Elissa Slotkin: The Senate Hopeful the World Is Quietly Rooting For (While Holding Its Breath)
Elissa Slotkin and the Quiet Art of Not Being Donald Trump
By our man in the cheap seats, watching America audition for a reboot no one asked for
Somewhere between the burnt-coffee smell of a Vienna train station and the faint whiff of tear gas drifting out of a Parisian banlieue, it’s easy to forget that the United States still believes its Senate races matter to the rest of us. Yet here we are, glancing up from our own dumpster fires to observe Michigan’s Elissa Slotkin—former CIA analyst, three-term congresswoman, and the latest contestant in the global game show called “Please, Not That Guy Again.”
Slotkin’s newly launched bid for the U.S. Senate is ostensibly a regional affair: one chilly Midwestern state deciding whether to re-up an 83-year-old Democrat who already speaks in fossilized soundbites, or to swap in a 47-year-old national-security technocrat whose greatest hits include impeaching Trump twice and once telling a roomful of farmers that the Chinese Communist Party is “not your friend.” The subtext, however, is planetary. If Slotkin wins in 2024, she becomes the tie-breaking vote on whether the world’s largest arsenal remains under adult supervision. If she loses, the gavel passes to a Republican caucus that still thinks climate change is a personal weakness best cured by owning more pickups.

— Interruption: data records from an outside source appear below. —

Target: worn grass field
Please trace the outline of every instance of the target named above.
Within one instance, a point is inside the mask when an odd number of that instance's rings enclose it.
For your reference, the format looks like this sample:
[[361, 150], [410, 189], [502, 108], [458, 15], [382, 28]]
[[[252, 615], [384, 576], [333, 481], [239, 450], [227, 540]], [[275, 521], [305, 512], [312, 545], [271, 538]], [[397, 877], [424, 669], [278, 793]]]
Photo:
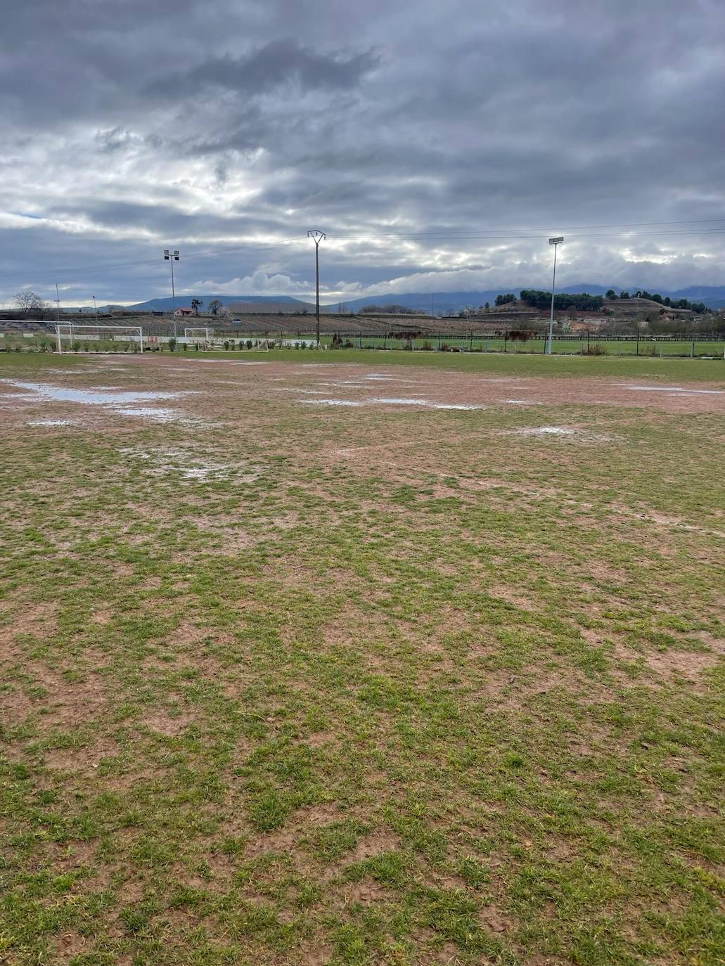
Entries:
[[721, 961], [722, 368], [398, 355], [0, 356], [0, 961]]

From Seoul boardrooms to São Paulo favelas, the stakes feel oddly intimate. South Korean chip executives quietly track Slotkin’s polling averages the way gamblers watch rain clouds over a horse track; they know a GOP-run Senate could revive Trump-era tariffs faster than you can say “supply-chain resilience.” Meanwhile, Brazilian environmentalists—who’ve spent the last four years exhaling for the first time since Bolsonaro—worry that a Senate flip would embolden U.S. agribusiness lobbyists to treat the Amazon like an all-you-can-eat salad bar. When Slotkin promises to “stand up to authoritarians everywhere,” the line lands differently in Warsaw, where “everywhere” is code for the guys currently shelling next-door Ukraine.
Slotkin’s brand is calibrated for this global anxiety: part hawk, part wonk, with just enough Midwestern earnestness to make Europeans forget she once helped design drone strike protocols. She peppers town-hall answers with references to the World Health Organization and the Munich Security Conference, signaling fluency in the multilateral alphabet soup that keeps Davos Man from hyperventilating into his kirsch. It’s the political equivalent of carrying a tasteful tote bag: useful, understated, and slightly smug.
Of course, the universe enjoys a good punchline. Slotkin’s toughest primary opponent isn’t a fire-breathing socialist but actor Hill Harper, whose résumé includes “The Good Doctor” and cryptocurrency ads—proof that late-stage democracy now casts its legislators like Netflix originals. The Republican field, meanwhile, features a former Detroit police chief who once starred in a Chinese reality show about American law enforcement, because nothing says “tough on Beijing” like collecting yuan for letting strangers watch you handcuff jaywalkers.
International observers—especially the ones who’ve watched American democracy perform interpretive dance on a live minefield—find the whole spectacle morbidly reassuring. Slotkin’s rise suggests the empire still has a self-correcting mechanism, however arthritic. Sure, the machine runs on donor cash and cable-news panic, but occasionally it spits out someone who’s read a briefing longer than a tweet. In an age when strongmen from Ankara to Manila treat constitutions like terms-of-service agreements, even a flawed meritocrat looks refreshingly retro.
The betting markets currently give Slotkin a coin-flip’s chance in the general, which is Vegas-speak for “ask again after the next mass shooting or Supreme Court leak.” Still, for a planet that has to live with America’s mood swings, her campaign offers a modest proposal: competence as clickbait, expertise as insurgency. It won’t cure the world’s ills, but it might delay the apocalypse until after the Olympics—small mercies in an era when the bar for optimism is “not actively on fire.”
So raise a glass of whatever passes for affordable alcohol in your time zone and toast Elissa Slotkin: the woman who wants to replace a geriatric Democrat, contain a geriatric authoritarian, and reassure the rest of us that the United States hasn’t entirely given up on the concept of consequences. If she pulls it off, global markets will exhale, European diplomats will update their contact lists, and somewhere a Russian troll farm will order overtime. If she doesn’t, well, at least the memes will be multilingual.